Due to an SSD failure last year, I lost a bunch of my virtual machines, including my Windows 3.11 virtual machine. I don’t actually use these for anything, but I like having these old operating systems at my fingertips, in case, I don’t know, the world is about to end and the only way to prevent it is to run a very specific Windows 3.11-only application. So, yesterday, I recreated the virtual machine.
This seems like an excellent opportunity to link to the original Windows for Workgroups (Windows 3.11) launch event, from October 1992. I’m not even going to try to characterise or summarise this event, because it’s so incredibly Microsoftian and ’90s, the English language simply doesn’t contain enough words to paint an accurate picture.
I grew up with MS-DOS and later Windows 3.x, so this is a strange, somewhat… Twisted throwback to… Let’s call it ‘simpler’ times.
I thought I was the only guy with this “habit”, but recently I’ve found that there’s several people that share it, including e.g. icculus from the Loki hall of fame ( https://twitter.com/icculus/status/823941166148292609 ).
In fact, some days, when I get very stressed, I tend to fire up an empty VM and install some old version of Windows or DOS, just to relax. Kind of works, for some weird reason.
Edited 2017-02-08 11:46 UTC
I have a nearly complete collection of DOS and Windows disc/diskette images, mostly legitimate from my own original physical media, with the gaps filled in from abandonware sites. At one time, back when I still ran XP as my main Windows OS, I had VMs for each generation of DOS and Windows. I’ve lost most of those VMs but I could redo each one from the installation media if I wanted to. Sadly, these days I have less time than ever for fun little side projects like that. Still, I’m a data hoarder so I’ll probably have those disk images until the day I die.
Microsoft appears to have never gotten any better nor any worse at marketing.
I still have a Dos 6/windows 3.11 VM for some old games it works great. I also have a Windows 98 one as well for some older 16bit games I still enjoy. I wouldn’t use them online but for casual gaming why not?
Same here, except on real hardware that still works. Do the math to find out how old all this stuff is, especially because (or why?) it still works as intended without any problem.
I remembered when Windows 3.1 appeared and we could make fun of it while multitasking on Amiga!
Wow.
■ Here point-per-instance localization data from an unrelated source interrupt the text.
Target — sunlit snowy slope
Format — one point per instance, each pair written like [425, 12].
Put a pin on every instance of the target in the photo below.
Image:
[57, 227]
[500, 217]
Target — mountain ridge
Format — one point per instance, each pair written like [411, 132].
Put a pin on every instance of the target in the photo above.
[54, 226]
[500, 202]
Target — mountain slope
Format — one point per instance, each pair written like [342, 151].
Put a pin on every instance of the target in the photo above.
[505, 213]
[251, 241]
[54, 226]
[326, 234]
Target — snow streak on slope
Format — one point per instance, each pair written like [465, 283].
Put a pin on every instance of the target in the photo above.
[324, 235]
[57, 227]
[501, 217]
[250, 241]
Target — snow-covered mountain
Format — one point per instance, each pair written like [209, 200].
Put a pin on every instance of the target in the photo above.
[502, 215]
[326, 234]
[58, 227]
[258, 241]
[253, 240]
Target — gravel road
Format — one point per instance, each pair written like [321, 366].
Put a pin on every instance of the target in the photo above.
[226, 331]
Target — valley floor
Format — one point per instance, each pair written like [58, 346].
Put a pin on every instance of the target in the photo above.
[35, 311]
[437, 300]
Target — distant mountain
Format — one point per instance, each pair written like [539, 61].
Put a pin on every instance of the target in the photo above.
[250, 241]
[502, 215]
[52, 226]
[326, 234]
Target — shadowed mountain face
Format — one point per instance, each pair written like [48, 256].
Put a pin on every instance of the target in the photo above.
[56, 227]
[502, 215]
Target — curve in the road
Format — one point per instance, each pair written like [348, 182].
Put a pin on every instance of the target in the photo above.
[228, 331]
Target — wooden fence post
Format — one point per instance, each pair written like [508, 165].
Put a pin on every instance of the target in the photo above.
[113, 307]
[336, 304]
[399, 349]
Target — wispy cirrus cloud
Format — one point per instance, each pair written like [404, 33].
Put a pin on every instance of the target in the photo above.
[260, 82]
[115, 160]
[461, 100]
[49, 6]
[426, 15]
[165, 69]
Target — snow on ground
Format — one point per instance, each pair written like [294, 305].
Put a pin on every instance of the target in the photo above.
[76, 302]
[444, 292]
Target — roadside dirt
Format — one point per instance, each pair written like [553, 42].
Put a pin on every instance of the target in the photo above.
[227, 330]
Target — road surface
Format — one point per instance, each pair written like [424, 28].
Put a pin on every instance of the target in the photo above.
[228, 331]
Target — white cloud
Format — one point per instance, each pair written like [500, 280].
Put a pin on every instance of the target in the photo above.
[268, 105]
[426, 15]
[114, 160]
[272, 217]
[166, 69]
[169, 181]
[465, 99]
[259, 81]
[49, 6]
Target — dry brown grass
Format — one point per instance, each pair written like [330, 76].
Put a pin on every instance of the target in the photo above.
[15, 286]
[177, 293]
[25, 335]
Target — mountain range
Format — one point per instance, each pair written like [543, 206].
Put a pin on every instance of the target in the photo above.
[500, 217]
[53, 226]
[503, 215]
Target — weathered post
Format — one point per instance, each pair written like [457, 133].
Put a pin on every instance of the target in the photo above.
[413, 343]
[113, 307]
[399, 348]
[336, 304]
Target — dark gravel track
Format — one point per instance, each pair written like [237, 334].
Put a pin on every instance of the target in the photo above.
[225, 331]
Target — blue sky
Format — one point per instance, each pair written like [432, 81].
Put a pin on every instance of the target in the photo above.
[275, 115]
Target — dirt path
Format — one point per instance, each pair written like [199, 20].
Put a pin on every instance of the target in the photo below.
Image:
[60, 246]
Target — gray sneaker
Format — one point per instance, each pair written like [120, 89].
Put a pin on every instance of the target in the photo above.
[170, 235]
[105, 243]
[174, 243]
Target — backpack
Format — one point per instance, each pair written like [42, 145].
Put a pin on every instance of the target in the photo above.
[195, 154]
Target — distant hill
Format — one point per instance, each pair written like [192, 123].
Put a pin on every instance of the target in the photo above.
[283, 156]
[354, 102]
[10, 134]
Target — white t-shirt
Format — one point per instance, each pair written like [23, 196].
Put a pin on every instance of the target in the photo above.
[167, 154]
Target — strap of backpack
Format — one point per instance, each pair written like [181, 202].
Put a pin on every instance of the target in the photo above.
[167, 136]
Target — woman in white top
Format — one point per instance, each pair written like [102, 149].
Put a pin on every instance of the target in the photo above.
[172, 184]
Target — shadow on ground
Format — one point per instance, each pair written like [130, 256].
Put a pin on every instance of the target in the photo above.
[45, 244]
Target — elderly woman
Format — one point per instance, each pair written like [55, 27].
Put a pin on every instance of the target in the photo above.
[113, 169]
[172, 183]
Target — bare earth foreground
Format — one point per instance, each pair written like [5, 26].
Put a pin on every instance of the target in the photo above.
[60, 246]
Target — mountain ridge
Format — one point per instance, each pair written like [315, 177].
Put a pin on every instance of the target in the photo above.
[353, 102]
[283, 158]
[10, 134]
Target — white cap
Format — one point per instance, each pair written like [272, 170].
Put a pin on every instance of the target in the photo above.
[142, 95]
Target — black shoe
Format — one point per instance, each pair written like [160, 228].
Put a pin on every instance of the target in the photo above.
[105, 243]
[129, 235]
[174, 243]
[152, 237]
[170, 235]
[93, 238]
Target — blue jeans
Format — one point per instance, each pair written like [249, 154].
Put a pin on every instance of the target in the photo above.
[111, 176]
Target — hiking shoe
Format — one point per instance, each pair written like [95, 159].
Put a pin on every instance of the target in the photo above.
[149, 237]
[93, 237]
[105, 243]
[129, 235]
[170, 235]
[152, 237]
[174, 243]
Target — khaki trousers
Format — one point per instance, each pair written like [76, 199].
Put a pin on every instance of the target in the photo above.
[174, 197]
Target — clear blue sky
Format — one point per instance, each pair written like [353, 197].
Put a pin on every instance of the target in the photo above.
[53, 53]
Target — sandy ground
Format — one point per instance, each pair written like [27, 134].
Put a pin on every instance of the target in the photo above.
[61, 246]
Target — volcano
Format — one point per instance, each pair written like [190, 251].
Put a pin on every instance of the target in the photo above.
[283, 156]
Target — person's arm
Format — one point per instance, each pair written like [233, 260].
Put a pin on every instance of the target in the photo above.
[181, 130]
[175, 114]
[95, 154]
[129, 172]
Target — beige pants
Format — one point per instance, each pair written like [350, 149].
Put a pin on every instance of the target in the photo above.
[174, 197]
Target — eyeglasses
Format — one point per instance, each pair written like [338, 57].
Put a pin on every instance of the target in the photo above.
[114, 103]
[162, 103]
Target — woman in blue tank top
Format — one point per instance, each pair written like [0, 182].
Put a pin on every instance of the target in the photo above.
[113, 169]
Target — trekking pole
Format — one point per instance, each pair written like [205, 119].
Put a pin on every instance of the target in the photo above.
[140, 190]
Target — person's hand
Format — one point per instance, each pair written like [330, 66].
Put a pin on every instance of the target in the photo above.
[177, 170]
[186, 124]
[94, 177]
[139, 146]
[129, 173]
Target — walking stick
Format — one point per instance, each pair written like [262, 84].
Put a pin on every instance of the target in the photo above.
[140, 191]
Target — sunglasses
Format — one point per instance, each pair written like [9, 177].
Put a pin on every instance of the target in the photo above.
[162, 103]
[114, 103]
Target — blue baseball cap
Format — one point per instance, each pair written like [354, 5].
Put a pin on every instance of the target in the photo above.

That’s good for a laugh.
I remember using OS/2 to run Windows 3 apps and multiline BBS and some other things.
But my best memory from that era is Windows Sound System 2.0 on Windows 3.11 (I think). A microphone, crude voice recognition and voice control over the computer. It worked quite well. I had it probably 3/4 of the routine things I did set up to be triggered by voice. It was nice, in the era of dial up and downloaded emails, I could walk in, wake up the computer, dial in to the internet, start email and download messages, and about 4 other things. Then when I was ready, i could sit down and everything was already downloaded and waiting for me. It was pretty slick.
And then Windows 95 came out and all of that stopped working. Oh well, “progress.”
By the way, was that Hal Sparks (on Disney now) at the beginning introducing the creative types? Kind of looks like him – I had to look up his name. My daughter likes the show he’s in on Disney.
When I feel nostalgic, I open Firefox and visit archive.org. Runs straight in the browser, no VM needed:
https://archive.org/details/win3_stock
There were four 3.1x variants – Windows and Windows for Workgroups, each in 3.1 and 3.11.
WfW 3.11 was noticeably different from the other three (eg File Manager buttons, and not having standard (286) mode), and some patches were released in two versions – one for WfW 3.11 and one for the other three.
I had WFWG 3.11 and Windows 95 on the same system, partitioned and hidden from each other using System Commander (anyone remember that?) and while Windows 95 had more Flash, I found WFWG 3.11 to be more stable. I’d turn to Windows 95 when I had time to play, but WFWG and Wordperfect 6.0B (for DOS) when I actually had to get real school work done. Getting dial-up networking set up in 3.11 was a real bitch though, because of the weird login/PPP hybrid my ISP used. Windows 95 handled that more easily, though didn’t stay connected as well as 3.11 did.